Feira do Empreendedor segue ate domingo (14). Foto: Inove.

Implementar práticas de ESG vai muito além de responsabilidade social ou cuidado ambiental. Trata-se de ganhar vantagem competitiva e financeira. Empresas que incorporam esses princípios em sua gestão são vistas como mais confiáveis, sólidas e sustentáveis, o que abre portas para benefícios fiscais, linhas de crédito diferenciadas e até condições mais favoráveis em negociações.

Um exemplo é a Fomento Paraná, instituição financeira de desenvolvimento do Governo do Estado. A empresa já disponibiliza linhas de crédito que priorizam negócios com boas práticas de sustentabilidade e governança, oferecendo taxas mais atrativas e acesso facilitado para quem demonstra estar alinhado ao ESG.

Empresários e empreendedores participam dos espaços de autodiagnóstico durante a Feira do Empreendedor 2025, em Curitiba. Foto: Inove.

“Cada vez mais, o mercado olha para o ESG como critério de confiança. Para o pequeno empreendedor, isso significa que adotar essas práticas pode ser o diferencial na hora de conseguir crédito ou fechar parcerias estratégicas”, explica Joelson Carvalho.

Para quem participa da Feira, o autodiagnóstico pode ser um ponto de partida prático. Com base em respostas rápidas, é possível identificar o quanto a empresa já aplica conceitos de gestão e ESG, além de receber orientações de próximos passos para evoluir.

“Achei que ESG fosse algo distante da realidade de pequenos negócios, mas percebi que posso adotar pequenas mudanças já em casa e que geram impacto.

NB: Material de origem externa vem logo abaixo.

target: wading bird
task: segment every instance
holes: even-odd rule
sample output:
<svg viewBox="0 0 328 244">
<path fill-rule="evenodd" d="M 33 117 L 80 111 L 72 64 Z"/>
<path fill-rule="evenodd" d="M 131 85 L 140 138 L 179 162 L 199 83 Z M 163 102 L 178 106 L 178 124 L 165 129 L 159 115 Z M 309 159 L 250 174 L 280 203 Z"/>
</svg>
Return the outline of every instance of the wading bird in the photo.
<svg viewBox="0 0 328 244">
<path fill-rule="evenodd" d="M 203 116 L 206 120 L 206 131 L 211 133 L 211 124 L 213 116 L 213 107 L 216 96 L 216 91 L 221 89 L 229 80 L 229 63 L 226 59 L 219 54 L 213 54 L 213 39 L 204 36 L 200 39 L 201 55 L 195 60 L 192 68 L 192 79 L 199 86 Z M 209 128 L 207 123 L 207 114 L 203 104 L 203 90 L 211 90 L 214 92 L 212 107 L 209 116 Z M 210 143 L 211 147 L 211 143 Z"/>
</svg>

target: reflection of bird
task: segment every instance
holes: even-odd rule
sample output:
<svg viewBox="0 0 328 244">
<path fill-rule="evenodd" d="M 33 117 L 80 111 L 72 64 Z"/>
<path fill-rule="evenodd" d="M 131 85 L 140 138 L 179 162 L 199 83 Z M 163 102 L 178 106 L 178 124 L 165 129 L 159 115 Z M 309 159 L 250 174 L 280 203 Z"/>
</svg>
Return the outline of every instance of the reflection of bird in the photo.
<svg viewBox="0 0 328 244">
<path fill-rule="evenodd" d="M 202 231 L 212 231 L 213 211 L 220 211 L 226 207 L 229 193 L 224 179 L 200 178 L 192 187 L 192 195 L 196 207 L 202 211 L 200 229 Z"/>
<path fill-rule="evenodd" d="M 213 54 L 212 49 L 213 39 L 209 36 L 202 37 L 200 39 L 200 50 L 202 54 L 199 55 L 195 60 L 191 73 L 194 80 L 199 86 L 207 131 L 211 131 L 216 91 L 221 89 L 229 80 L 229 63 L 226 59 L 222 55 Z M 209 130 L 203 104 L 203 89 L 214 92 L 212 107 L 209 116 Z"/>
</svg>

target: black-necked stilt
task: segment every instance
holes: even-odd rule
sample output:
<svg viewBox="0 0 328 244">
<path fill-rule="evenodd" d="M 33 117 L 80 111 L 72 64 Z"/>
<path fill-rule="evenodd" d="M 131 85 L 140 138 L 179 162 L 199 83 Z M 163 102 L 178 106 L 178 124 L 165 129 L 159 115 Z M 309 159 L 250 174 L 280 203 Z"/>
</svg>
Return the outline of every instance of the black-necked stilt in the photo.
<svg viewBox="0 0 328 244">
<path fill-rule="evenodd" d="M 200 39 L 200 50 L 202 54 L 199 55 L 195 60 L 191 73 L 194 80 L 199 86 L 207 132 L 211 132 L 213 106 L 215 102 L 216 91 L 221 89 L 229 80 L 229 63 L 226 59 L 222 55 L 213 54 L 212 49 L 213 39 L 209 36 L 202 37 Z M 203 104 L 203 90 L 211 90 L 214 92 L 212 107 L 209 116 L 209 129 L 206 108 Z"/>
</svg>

O diagnóstico mostrou onde posso melhorar”, afirma Weslayne Hage, que faz doces e bolos artesanais e participou da atividade.

Segundo Weslayne, o autodiagnóstico ajudou a identificar pontos de melhoria e até a acessar benefícios como crédito e novas oportunidades de mercado. Foto: Divulgação

Weslayne veio há seis meses do Amapá para o Paraná em busca de melhores oportunidades e mais qualidade de vida para seus dois filhos, de 10 e 5 anos. Mãe solo, ela mora atualmente em Almirante Tamandaré, na Região Metropolitana de Curitiba, e trabalha como operadora de caixa enquanto empreende paralelamente com a Lany Cakes para prover a família.

“Faz sete anos que faço bolos e doces, coloco no meu trabalho sempre um toque da culinária amazônica. Esse ano decidi colocar mais energia no meu empreendimento. Estou participando da Feira desde o primeiro dia e já vi que o Sebrae pode me ajudar muito”, disse.

Segundo o consultor do Sebrae/PR, Joelson Carvalho, a proposta é mostrar que ESG não é burocracia. Ele pode ser uma forma de fortalecer o negócio, reduzir riscos e ampliar oportunidades de crescimento.

“Trabalhamos para mostrar que aplicar ESG traz retorno real: em crédito, em credibilidade e em competitividade. Queremos que cada empresa saia da Feira com a consciência de que esse é um caminho viável e estratégico”, reforça.

O diagnóstico está disponível no site do Sebrae/PR.